Faça o experimento direito: publique o mesmo conteúdo nas duas ordens com uma semana de intervalo e compare a retenção no nível do frame. Se você precisa dos fundamentos do formato por trás de tudo isso, o guia de Instagram Stories cobre estrutura e especificações.

Torne a Tendência Comparável Antes de Confiar Nela

As analytics dos Stories são extremamente sensíveis a quando você publica. Uma sequência às 8h e outra às 23h alcançam fatias diferentes da sua audiência com quantidades diferentes de tempo livre, e compará-las te diz mais sobre o relógio do que sobre o conteúdo. Nossa análise dos melhores horários para postar no Instagram é o ponto de partida; o seu próprio Insights refina.

A jogada prática é um horário fixo diário. Publicar Stories na mesma janela todos os dias transforma seus números de conclusão em uma série que dá para ler de verdade, porque a maior variável de confusão fica parada. Essa é a razão chata pela qual eu agendo os nossos próprios Stories pelo SocialKit em vez de publicar na mão — o calendário visual deixa o horário visível, a publicação automática mantém a coisa honesta nos dias em que estou de cabeça baixa, e as analytics que vêm depois comparam coisas equivalentes. Qualquer agendador com um calendário de verdade faz o mesmo trabalho; a disciplina importa mais do que o logo.

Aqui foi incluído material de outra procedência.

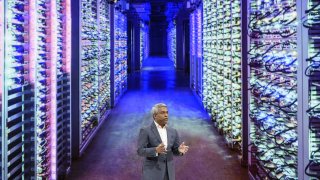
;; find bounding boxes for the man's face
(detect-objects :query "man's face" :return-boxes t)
[154,107,168,127]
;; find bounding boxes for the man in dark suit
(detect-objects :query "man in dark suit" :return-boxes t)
[137,103,189,180]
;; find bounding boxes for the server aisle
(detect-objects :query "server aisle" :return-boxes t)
[202,0,242,151]
[77,0,112,155]
[0,0,71,179]
[189,5,203,100]
[66,56,248,179]
[167,21,177,67]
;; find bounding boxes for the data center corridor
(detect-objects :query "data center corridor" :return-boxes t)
[66,56,248,180]
[1,0,318,179]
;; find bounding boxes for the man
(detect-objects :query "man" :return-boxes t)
[137,103,189,180]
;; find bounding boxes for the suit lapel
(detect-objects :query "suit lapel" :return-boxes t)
[151,122,162,143]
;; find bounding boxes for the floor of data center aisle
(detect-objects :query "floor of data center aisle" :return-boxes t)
[67,56,248,180]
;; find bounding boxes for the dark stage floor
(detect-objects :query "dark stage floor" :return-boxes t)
[66,56,248,180]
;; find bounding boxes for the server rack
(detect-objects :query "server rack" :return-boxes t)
[111,8,127,107]
[98,0,112,123]
[0,1,4,177]
[1,0,71,179]
[140,23,144,68]
[143,24,149,61]
[202,0,242,151]
[55,0,72,177]
[78,0,112,154]
[2,1,35,178]
[140,22,149,68]
[190,10,195,87]
[247,0,300,179]
[167,21,177,67]
[190,5,203,100]
[301,0,320,179]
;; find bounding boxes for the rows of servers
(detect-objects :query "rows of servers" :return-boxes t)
[167,21,177,67]
[187,0,320,179]
[0,0,132,178]
[0,0,71,179]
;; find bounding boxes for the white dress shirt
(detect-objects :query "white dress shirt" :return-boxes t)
[154,121,168,150]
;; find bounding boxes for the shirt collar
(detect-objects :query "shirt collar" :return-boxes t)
[154,121,167,129]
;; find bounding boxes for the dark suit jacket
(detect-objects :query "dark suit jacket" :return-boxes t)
[137,122,181,180]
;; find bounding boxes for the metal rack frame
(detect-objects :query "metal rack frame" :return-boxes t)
[76,0,113,156]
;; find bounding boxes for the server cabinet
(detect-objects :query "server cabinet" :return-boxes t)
[167,21,177,67]
[1,0,71,179]
[0,1,4,177]
[140,22,149,68]
[111,8,127,107]
[302,1,320,179]
[190,6,203,100]
[247,0,300,179]
[143,24,149,62]
[202,0,243,151]
[140,22,143,68]
[77,0,112,155]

Comece Por Aqui Esta Semana

  1. Puxe suas últimas vinte sequências e registre os espectadores do primeiro e do último frame de cada uma. Tire a mediana. Essa é a sua linha de base.
  2. Ordene todos os frames por deslizes para o próximo story, não por saídas. O primeiro da lista é o seu frame de queda.
  3. Confira o frame anterior a ele em busca de uma promessa não cumprida, depois reescreva aquele dos dois que estiver com a culpa.
  4. Liste seus frames com mais tap-backs. Essas ideias merecem um formato maior — um carrossel, um Reel ou uma adição à sua estratégia de destaques dos Stories.
  5. Adiante um sticker interativo na sua próxima sequência e compare os toques em stickers com os da semana anterior.
  6. Conte as respostas, não só as visualizações. Acompanhe-as na mesma planilha da conclusão; ao longo de um mês, a correlação entre os frames que geram respostas e todo o resto vai ficar óbvia.
  7. Fixe um horário diário de publicação e mantenha por três semanas antes de tirar qualquer conclusão sobre uma tendência.

Nada disso exige um dashboard. Uma planilha com sete colunas e vinte linhas vai te dizer mais sobre os seus Stories do que um mês abrindo o Insights e se sentindo vagamente bem ou vagamente mal com os números.